The sudden semi-quiet, away from the quays and the workmen, feels huge. The long runs of tall red-brick buildings and shop signs shrink and split into clusters of houses, give the light room to widen across the sky, turning the low layer of clouds grey and pale yellow. I kill the siren; Steve reaches out the window and gets the flasher back in. He keeps it in his hands: scrapes a smear of muck off the glass, tilts it to make sure it’s clean. Doesn’t go back to reading.

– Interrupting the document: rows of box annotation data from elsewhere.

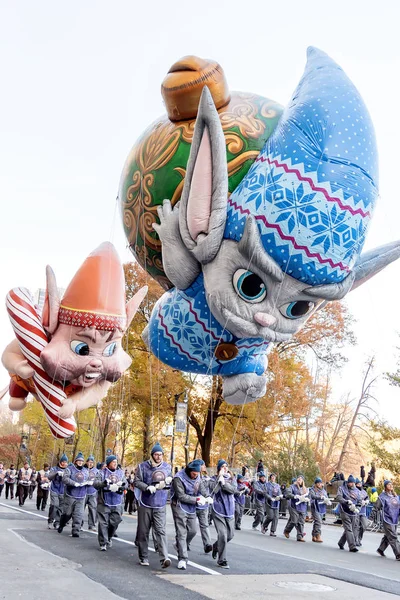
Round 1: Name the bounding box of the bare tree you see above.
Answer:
[336,357,377,473]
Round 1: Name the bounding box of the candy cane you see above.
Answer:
[6,288,76,438]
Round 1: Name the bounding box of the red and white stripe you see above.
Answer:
[6,288,76,438]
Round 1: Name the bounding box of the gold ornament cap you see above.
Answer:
[161,56,231,121]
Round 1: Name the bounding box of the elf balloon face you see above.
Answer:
[40,325,132,388]
[2,243,147,437]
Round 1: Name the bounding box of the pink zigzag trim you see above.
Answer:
[256,156,371,218]
[228,196,350,272]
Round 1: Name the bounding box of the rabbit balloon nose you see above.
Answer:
[254,313,276,327]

Me and Steve have known each other eight months, been partnered up for four. We met working another case, back when he was on Cold Cases. At first I didn’t like him – everyone else did, and I don’t trust people who everyone likes, plus he smiled too much – but that changed fast. By the time we got the solve, I liked him enough to use my five minutes in O’Kelly’s good books putting in a word for Steve. It was good timing – I wouldn’t have been in the market for a partner off my own bat, I liked going it alone, but O’Kelly had been getting louder about how clueless newbies didn’t fly solo on his squad – and I don’t regret it, even if Steve is a chirpy little bollix. He feels right, across from me when I glance up in the squad room, shoulder to shoulder with me at crime scenes, next to me at the interview table. Our solve rate is up there, whatever O’Kelly says, and more often than not we go for that pint to celebrate. Steve feels like a friend, or something on the edge of it. But we’re still getting the hang of each other; we still have no guarantees.
I have the hang of him enough to know when he wants to say something, anyway. I say, ‘What.’
‘Don’t let the gaffer get to you.’
I glance across: Steve is watching me, steady-eyed. ‘You telling me I’m being oversensitive? Seriously?’